Multiple Language Requirements
Useful article. Any insight into best approach for handling multiple language requirements?
Localization Strings
Support for multiple languages is an excellent suggestion, and one I will have to work into the main post at some point.
My first reaction is that is depends on what kind of localization scheme you are using (assuming that is the context you have in mind). For example, I have seen many schemes where there is a localization token associated with a "resource," which might be something that needs to appear in a label, or a descriptive field, or a dropdown list or listbox (all which could apply to lookup tables). So instead of, or in addition to, the Name and Description columns in the lookup table, you could have NameToken and DescriptionToken, and the middle or presentation tier in your system would translate that token to the appropriate language at runtime. Something like this:
CustomerType
CustomerTypeID
CustomerTypeName
DefaultName
NameToken
DefaultDescription
DescriptionToken
Active
DisplayOrder
...etc...
If instead you need your language support to be at the database level, you might create a Language lookup table with a row for each language you need; then you would have child table to the lookup table that had the lookup table's primary key as a foreign key. Then you could have an entry in the child table for translated value corresponding to the parent lookup table row, with of course a foreign key from the Language lookup table. Something like this:
Language
LanguageID
LanguageName
CharacterSet
CustomerType
CustomerTypeID
CustomerTypeName
DefaultName
DefaultDescription
Active
DisplayOrder
...etc...
CustomerTypeLanguage
CustomerTypeLanguageID
CustomerTypeID
LanguageID
TranslatedName
TranslatedDescription
I introduced the "Default" idea because I encountered a high traffic web site once that served 98% of its pages in English, yet every single page view did a full localization lookup on every resource.

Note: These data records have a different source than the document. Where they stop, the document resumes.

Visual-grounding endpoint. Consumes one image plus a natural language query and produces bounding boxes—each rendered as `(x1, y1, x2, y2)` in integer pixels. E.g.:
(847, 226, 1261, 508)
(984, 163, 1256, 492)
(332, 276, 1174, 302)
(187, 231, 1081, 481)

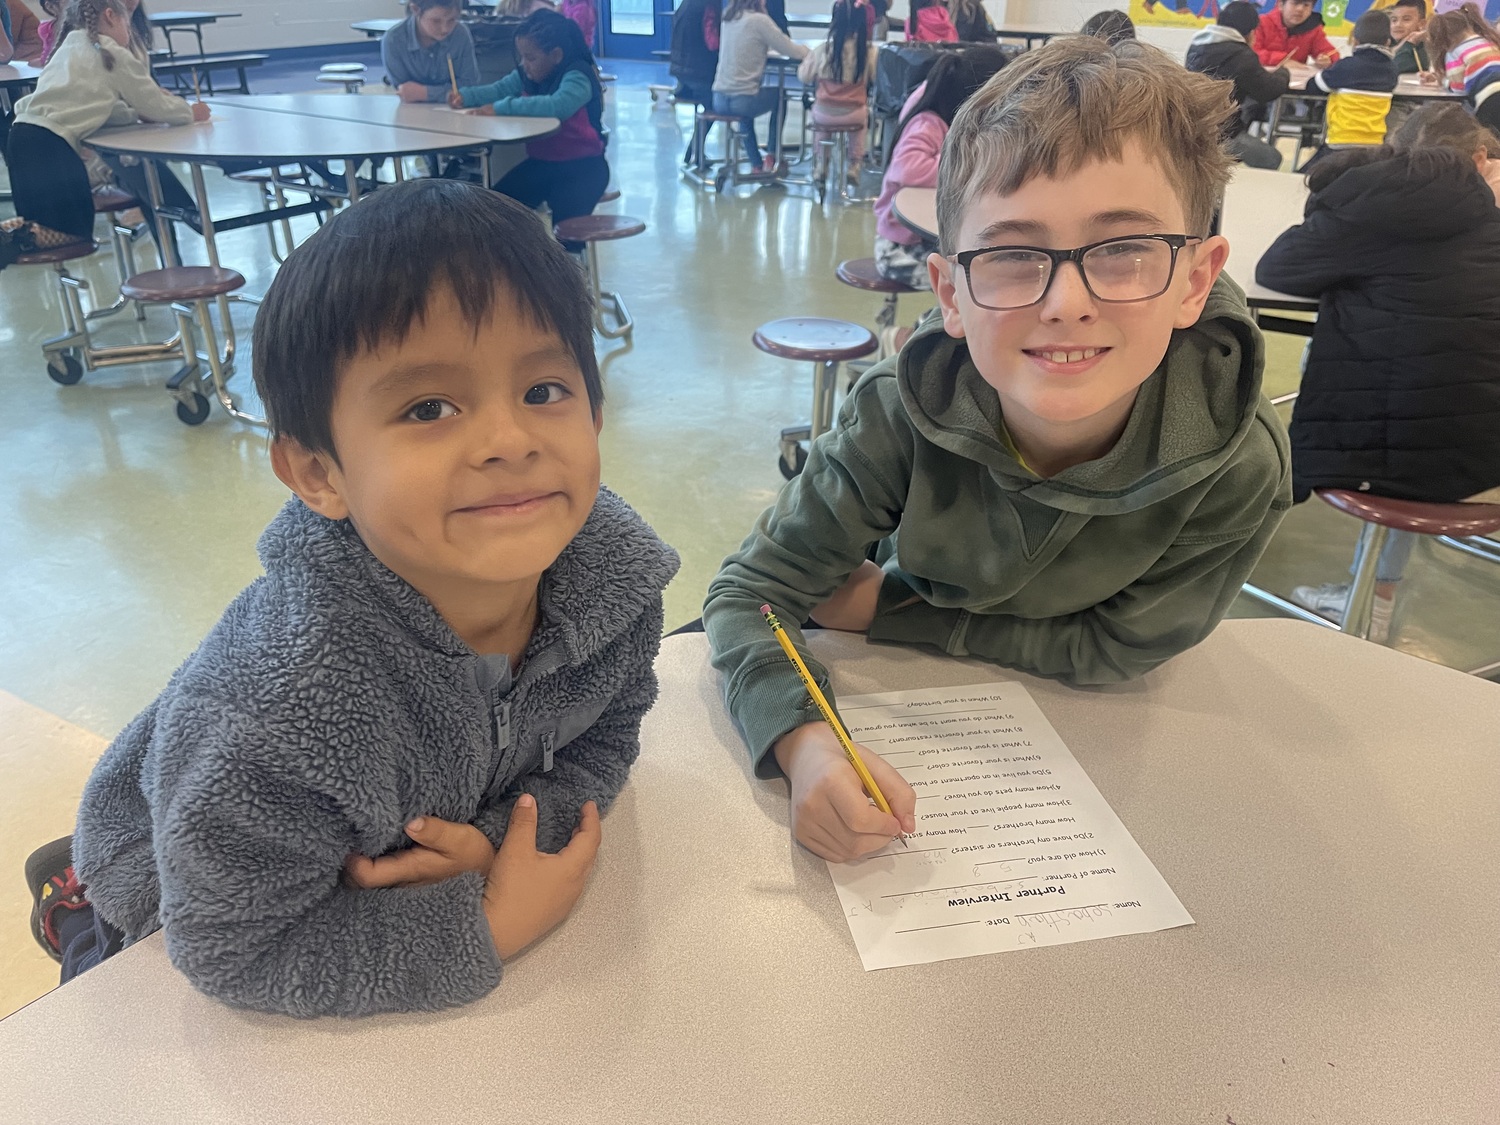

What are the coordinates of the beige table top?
(893, 184, 937, 242)
(1219, 164, 1313, 310)
(0, 619, 1495, 1124)
(1282, 62, 1462, 99)
(87, 100, 483, 163)
(0, 62, 43, 88)
(212, 92, 559, 146)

Anyone else have thoughts on this one?
Dan


Lookup Table Madness
Thanks for the good article, Dan. About the only difference between your structure and the one I've evolved is that you have a field called Active, whereas I have one called Obsolete. It feels good to have somebody agree with my decision!

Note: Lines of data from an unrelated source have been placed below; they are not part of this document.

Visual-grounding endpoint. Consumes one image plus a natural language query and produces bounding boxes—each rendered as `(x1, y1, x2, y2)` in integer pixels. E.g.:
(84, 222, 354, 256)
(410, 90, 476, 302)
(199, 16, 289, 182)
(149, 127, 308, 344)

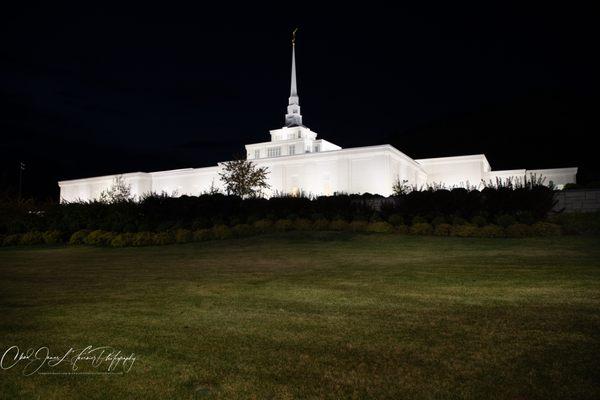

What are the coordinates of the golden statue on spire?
(292, 27, 298, 46)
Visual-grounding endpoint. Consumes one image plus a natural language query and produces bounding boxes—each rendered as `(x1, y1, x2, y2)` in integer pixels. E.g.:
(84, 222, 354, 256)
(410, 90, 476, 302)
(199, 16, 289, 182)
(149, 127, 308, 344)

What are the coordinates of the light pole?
(18, 161, 25, 200)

As it happens, I already had an account at the site with article on Lookup Table Madness, so I've taken the liberty of summarizing it here. The only direct quote is indicated as such and the summary and examples are my own.
The author, Don Peterson, refers to something called "Massively Unified Code-Key tables, or MUCK tables." A MUCK table is basically a structure that allows for the inclusion of multiple 'lookup types' in one table. Thus, instead of separate tables for DocumentStatus and DocumentType, you end up with a table called LookupType with 2 entries (DocStatus and DocType) and a second table with the actual lookup values, keyed by LookupType.
I'm sure that we've all been down that road before! At least I hope I'm not alone in that particular folly. While a MUCK table certainly makes it easy to add new lookups, the reality is that the application needs to be recoded anyway if the new data is to be utilized. In practice, I've seen first hand how quickly this concept leads to attempts to use the RDBMS to create a program that very poorly simulates an RDBMS.
Peterson also dislikes the term 'lookup table' because there is nothing particularly special about the table in the first place. It contains data, it's related to other tables, it's used for reference and validation, etc., in the same way that things like Customer and InventoryItem are used.